Effect of sea water dielectric constant model and sea surface temperature ancillary data on remote sensing of sea surface salinity
Contact author: Emmanuel Dinnat, <>
All Authors:
Emmanuel Dinnat, Chapman University/NASA-GSFC
Jacqueline Boutin, CNRS/IRD/UPMC/MNHN
David Le Vine, NASA-GSFC

ESA’s Soil Moisture and Ocean Salinity (SMOS) and NASA’s Aquarius use L-band (1.4 GHz) radiometers to measure emission from the sea surface and retrieve SSS. Significant differences in SSS retrieved by both sensors are observed, with SMOS SSS being generally lower than Aquarius SSS, except for very cold waters where SMOS SSS is the highest overall. Differences are mostly between -1 psu and +1 psu (psu, practical salinity unit), with a significant regional and latitudinal dependence. We investigate the impact of the vicarious calibration and retrieval algorithm used by both mission on these differences.
One notable difference between the two missions is the sea water dielectric constant model.

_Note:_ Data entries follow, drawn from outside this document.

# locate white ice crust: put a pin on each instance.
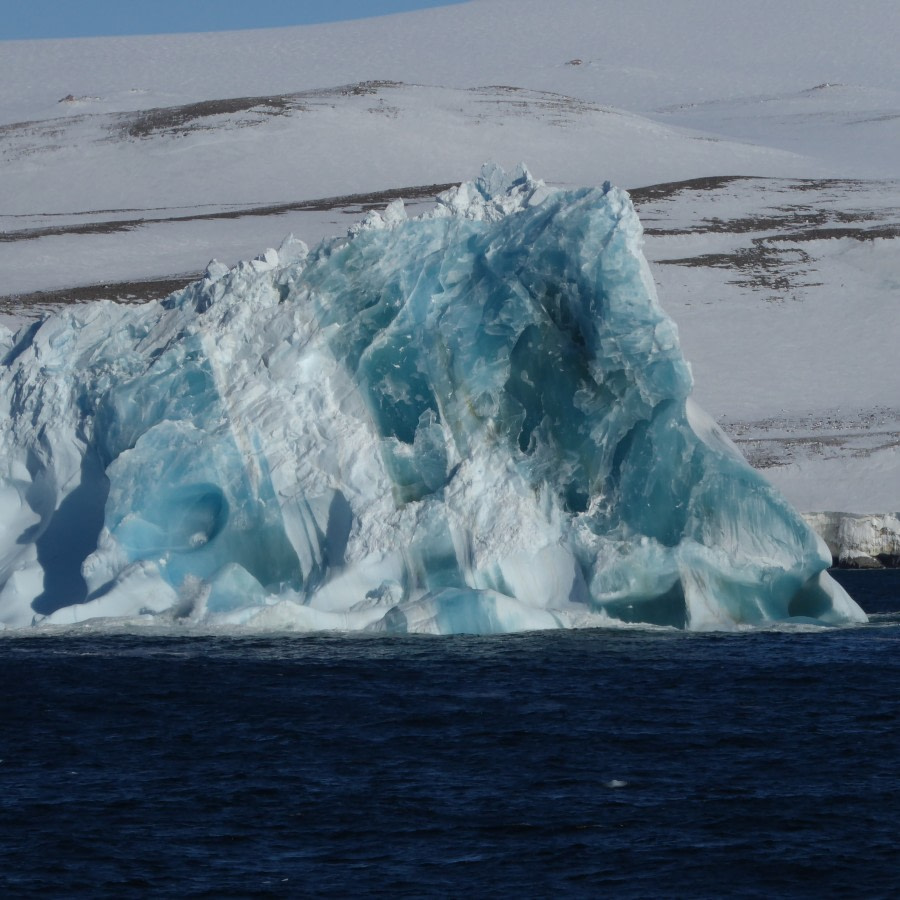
(473, 421)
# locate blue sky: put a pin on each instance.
(88, 18)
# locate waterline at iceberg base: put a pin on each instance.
(473, 421)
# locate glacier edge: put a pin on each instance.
(476, 420)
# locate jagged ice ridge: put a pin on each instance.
(473, 421)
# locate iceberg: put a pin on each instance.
(477, 420)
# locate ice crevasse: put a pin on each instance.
(477, 420)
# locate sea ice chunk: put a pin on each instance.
(477, 420)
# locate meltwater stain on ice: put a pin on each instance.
(473, 421)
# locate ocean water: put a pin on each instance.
(632, 763)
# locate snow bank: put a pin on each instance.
(477, 421)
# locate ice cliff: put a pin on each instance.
(477, 420)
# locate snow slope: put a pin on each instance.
(170, 150)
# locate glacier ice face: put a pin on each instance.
(477, 420)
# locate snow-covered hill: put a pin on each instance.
(127, 163)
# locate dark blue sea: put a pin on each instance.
(587, 763)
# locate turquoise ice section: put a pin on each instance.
(477, 421)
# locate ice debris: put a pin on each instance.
(473, 421)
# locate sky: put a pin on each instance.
(24, 19)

SMOS uses the model by Klein and Swift (1977) [1] and Aquarius uses the model by Meissner and Wentz (2012) [2]. The dielectric constant model is used: 1/ to calibrate the instruments by comparing radiometric measurements to forward model simulations, and 2/ to invert SSS from surface brightness temperature (Tb). In order to assess the impact of the dielectric constant model on the SSS difference, we reprocess the Aquarius data using the model used for SMOS. Specifically, we use the Klein and Swift model for the reference ocean used in the calibration of Aquarius; then we used it again, keeping all other factors the same, to perform the inversion to obtain SSS.

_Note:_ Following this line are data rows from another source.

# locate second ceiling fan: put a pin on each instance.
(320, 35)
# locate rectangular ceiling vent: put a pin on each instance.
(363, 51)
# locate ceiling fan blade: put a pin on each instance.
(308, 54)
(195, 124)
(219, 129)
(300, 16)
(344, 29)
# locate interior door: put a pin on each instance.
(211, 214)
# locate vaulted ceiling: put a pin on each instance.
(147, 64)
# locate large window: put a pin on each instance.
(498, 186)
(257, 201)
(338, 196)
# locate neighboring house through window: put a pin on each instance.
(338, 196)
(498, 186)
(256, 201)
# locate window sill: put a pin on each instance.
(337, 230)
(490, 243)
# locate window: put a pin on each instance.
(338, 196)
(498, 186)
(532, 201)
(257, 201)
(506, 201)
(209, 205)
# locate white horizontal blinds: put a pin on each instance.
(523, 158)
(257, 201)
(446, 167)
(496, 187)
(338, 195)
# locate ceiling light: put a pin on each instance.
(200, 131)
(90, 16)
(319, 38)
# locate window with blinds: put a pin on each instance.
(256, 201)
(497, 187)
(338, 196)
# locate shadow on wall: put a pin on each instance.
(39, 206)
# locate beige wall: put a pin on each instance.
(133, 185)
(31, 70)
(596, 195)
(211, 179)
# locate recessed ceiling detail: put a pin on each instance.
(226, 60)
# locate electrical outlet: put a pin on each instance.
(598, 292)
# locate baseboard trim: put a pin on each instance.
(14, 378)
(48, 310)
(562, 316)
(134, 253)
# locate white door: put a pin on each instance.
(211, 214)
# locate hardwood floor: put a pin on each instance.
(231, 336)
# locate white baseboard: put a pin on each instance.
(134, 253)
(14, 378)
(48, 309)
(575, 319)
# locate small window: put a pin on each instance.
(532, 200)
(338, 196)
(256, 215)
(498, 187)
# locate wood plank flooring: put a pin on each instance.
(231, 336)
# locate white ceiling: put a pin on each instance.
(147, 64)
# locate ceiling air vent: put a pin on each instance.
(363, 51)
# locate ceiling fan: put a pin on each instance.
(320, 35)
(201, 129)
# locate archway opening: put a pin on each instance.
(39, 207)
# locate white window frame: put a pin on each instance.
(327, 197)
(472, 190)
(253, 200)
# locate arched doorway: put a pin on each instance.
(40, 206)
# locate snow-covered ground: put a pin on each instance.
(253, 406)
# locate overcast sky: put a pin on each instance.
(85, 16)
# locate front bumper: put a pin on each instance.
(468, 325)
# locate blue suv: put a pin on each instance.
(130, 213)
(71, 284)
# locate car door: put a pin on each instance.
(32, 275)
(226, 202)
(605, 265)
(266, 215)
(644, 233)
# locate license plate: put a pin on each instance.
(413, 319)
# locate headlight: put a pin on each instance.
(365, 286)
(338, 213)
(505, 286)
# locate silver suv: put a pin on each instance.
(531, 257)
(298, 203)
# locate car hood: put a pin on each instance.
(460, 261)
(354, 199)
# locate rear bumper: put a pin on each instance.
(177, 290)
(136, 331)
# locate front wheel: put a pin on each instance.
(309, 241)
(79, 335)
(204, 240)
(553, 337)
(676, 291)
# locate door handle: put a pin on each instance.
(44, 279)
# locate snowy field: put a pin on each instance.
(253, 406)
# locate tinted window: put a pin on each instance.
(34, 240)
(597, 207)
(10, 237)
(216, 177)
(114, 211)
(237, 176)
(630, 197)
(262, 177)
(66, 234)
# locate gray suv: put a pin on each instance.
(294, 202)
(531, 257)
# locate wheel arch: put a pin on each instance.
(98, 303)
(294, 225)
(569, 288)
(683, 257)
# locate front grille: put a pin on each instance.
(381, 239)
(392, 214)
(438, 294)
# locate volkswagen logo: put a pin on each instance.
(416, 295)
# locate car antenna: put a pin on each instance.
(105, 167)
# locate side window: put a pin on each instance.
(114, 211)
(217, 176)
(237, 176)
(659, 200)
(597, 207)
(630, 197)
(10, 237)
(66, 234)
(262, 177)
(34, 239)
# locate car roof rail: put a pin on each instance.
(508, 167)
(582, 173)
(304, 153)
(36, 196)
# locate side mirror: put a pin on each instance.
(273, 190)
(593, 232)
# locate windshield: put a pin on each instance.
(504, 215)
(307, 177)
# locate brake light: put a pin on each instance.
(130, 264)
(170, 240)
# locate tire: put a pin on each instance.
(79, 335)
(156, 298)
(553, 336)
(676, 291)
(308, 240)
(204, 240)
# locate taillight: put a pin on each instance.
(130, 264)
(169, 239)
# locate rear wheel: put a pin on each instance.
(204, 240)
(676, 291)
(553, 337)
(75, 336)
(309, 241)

Another important difference between both missions algorithms is the ancillary product used for sea surface temperature (SST). Aquarius uses the daily optimally interpolated (OI) SST from NOAA, that relies on in situ (ship and buoys) measurements and satellite data from the Advanced Very High Resolution Radiometer (AVHRR) infrared (IR) sensor [3]. We compare this SST product to the Operational Sea Surface Temperature and Sea Ice Analysis (OSTIA) produced by the Met Office [4] that uses microwave sensors in addition to IR sensor. Similarly to what was done for the dielectric constant study, we reprocess the Aquarius data, including the calibration and retrieval steps, using the OSTIA SST instead of the NOAA OI SST.
We will present the impact of the dielectric constant model and the SST product on the differences between SMOS and Aquarius and show comparisons with in situ data from the Argo global network of free-drifting floats.
[1] L. A. Klein and C. T. Swift, “An improved model for the dielectric constant of sea water at microwave frequencies,” IEEE Transactions on Antennas and Propagation, vol. AP-25, no. 1, pp. 104–111, 1977.
[2] T. Meissner and F. J. Wentz 2012, “The Emissivity of the Ocean Surface Between 6 and 90 GHz Over a Large Range of Wind Speeds and Earth Incidence Angles”, IEEE Trans. Geosci. Remote Sens., vol. 50, no. 8, pp. 3004–3026, Aug. 2012.
[3] R. Reynolds et al., “Daily High-Resolution-Blended Analyses for Sea Surface Temperature”, J. Climate, vol. 20, pp. 5473–5496, 2007.
[4] C. J. Donlon et al., “The Operational Sea Surface Temperature and Sea Ice Analysis (OSTIA) system”, Remote Sensing of Environment, vol. 116, pp. 140-158, Jan. 2012.